Chapter 6: Flickr

Part 1: Using Flickr in Libraries
Flickr (www.flickr.com) is an image-hosting online community, which has captured a great deal of attention from image enthusiasts, photographers, and technologists. Levy and Stone in the recent Newsweek cover story on social software reported:

At its first release two years ago, Flickr is in some ways the ultimate user-centric site—its customers even helped shape the direction of the company as it moved from an online game to an instant-messaging service with pictures to what it is now—a way for people to upload their photos and share them with the entire community of users. This small shift from previous online photo sites, which stored your pictures in the hope that you’d order prints, changed everything. What was once the digital equivalent of a shoebox became a vibrant community built around photos and a vast collaborative effort to produce an infinite scrapbook.1

Flickr can pull you in, mesmerize you, and suddenly, hours will have passed as you click through the various images, clusters and “most interesting” shots in every subject—or tag—imaginable.

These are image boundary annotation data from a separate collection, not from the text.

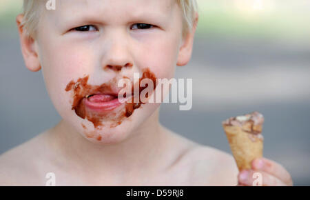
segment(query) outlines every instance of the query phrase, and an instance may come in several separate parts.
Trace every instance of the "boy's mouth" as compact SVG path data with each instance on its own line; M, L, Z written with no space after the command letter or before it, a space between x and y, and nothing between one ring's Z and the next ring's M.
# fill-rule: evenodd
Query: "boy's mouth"
M125 102L118 98L118 94L93 94L87 95L85 99L87 108L98 113L114 110Z
M125 78L124 77L124 78ZM72 91L72 110L75 110L76 115L82 119L87 119L96 128L103 126L103 121L111 121L111 128L120 125L122 121L130 117L134 111L139 108L141 104L145 104L138 99L135 101L135 97L140 94L145 86L140 87L140 83L145 79L150 79L156 88L155 74L149 68L143 70L142 77L139 78L137 86L138 91L134 91L134 85L130 88L128 93L125 93L123 98L118 97L118 92L123 88L118 88L118 79L114 78L108 82L100 86L87 83L89 75L79 78L77 81L72 80L68 84L65 90ZM118 90L120 89L119 91ZM147 94L148 95L148 94ZM128 101L128 100L131 101ZM124 105L121 109L116 109ZM117 110L116 112L114 110Z

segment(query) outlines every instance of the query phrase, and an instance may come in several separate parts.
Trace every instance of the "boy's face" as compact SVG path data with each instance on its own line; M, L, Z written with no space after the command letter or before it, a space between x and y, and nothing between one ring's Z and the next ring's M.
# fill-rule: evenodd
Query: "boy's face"
M119 91L118 80L133 80L134 72L141 76L146 69L169 79L175 66L190 58L194 36L183 39L182 11L175 0L56 1L55 10L43 12L34 49L48 93L62 118L94 142L127 138L159 103L142 104L127 117L126 103L103 114L79 108L87 112L81 114L77 108L85 105L78 104L85 100L76 96L107 91L98 90L100 86Z

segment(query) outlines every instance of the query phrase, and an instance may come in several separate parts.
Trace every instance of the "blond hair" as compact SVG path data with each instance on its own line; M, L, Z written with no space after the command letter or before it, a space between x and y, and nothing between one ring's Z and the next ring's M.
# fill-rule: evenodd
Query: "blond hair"
M37 36L37 26L40 22L43 8L46 1L42 0L23 0L23 19L21 26L23 26L28 37L35 38ZM195 13L198 12L196 0L176 0L183 10L183 35L185 35L193 26L194 26ZM43 3L42 3L43 2Z

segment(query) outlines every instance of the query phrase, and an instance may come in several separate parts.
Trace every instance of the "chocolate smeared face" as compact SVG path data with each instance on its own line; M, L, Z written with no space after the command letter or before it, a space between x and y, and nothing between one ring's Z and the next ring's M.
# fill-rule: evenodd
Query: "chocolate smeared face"
M132 99L130 103L126 101L122 103L118 101L119 88L117 88L118 80L116 78L100 86L93 86L87 83L89 76L85 76L76 81L71 81L65 90L66 92L73 92L72 110L75 111L76 115L91 121L95 128L103 127L105 121L110 122L110 128L114 128L121 124L123 120L133 114L134 110L145 103L140 98L139 102L134 102L134 97L140 96L141 92L147 87L147 85L140 86L140 83L145 79L152 80L155 90L154 74L149 68L144 69L138 83L135 83L135 86L132 84L132 94L129 97ZM134 87L136 87L136 84L139 87L138 94L134 93Z

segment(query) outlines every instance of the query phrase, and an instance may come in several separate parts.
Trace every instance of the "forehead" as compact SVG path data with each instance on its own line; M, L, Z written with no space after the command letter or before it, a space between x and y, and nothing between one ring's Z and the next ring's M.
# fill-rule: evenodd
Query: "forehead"
M87 13L94 17L139 16L141 14L168 15L176 0L57 0L53 15L73 17Z

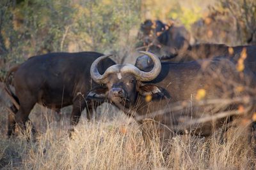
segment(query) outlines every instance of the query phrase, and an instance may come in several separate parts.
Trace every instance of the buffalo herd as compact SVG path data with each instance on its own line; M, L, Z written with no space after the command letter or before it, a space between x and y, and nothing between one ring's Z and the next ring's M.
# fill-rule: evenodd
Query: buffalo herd
M8 135L16 124L25 130L36 103L57 111L72 105L70 124L76 125L83 110L90 119L93 109L108 102L140 125L146 144L157 134L164 148L172 137L188 130L209 136L243 120L249 120L244 134L251 136L256 110L255 46L190 45L184 27L158 20L145 21L141 30L142 55L134 66L117 64L109 58L111 55L88 52L35 56L11 68L4 80L13 104Z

Registered users can comment on photos, create image “pools” and users around a central theme, and actually select favorite pictures. Tagging is paramount as well:

Because tagging is so flexible, when others see interesting tags they sometimes apply them to their own photos or even try to take pictures that will fit those categories. For instance, the existence of a Flickr tag “squared circle” leads members to look for such patterns in their surroundings, and take pictures when they perceive them. Users will often form “groups” to share their art (in this case, “squared circle,” now with 3,500 members and more than 26,000 pics).2

Finally, a Mention of Money
All of the tools I’ve discussed in this issue of LTR offer absolutely free set-up options; WordPress, Trillian, MediaWiki are all free applications. With Flickr, however, this could be the one time that you should consider spending the fee to become a Pro member. For twenty-five dollars per year, Pro members get up to two gigabytes of picture storage. Because of the benefits Flickr can provide to libraries, in my opinion, it’s twenty-five bucks well spent.Once again, some cutting-edge librarians found their way to Flickr and established their own sites—pools related to all things library and librarian; groups that posted images of librarians’ desks; and some libraries actually registered their own Pro accounts.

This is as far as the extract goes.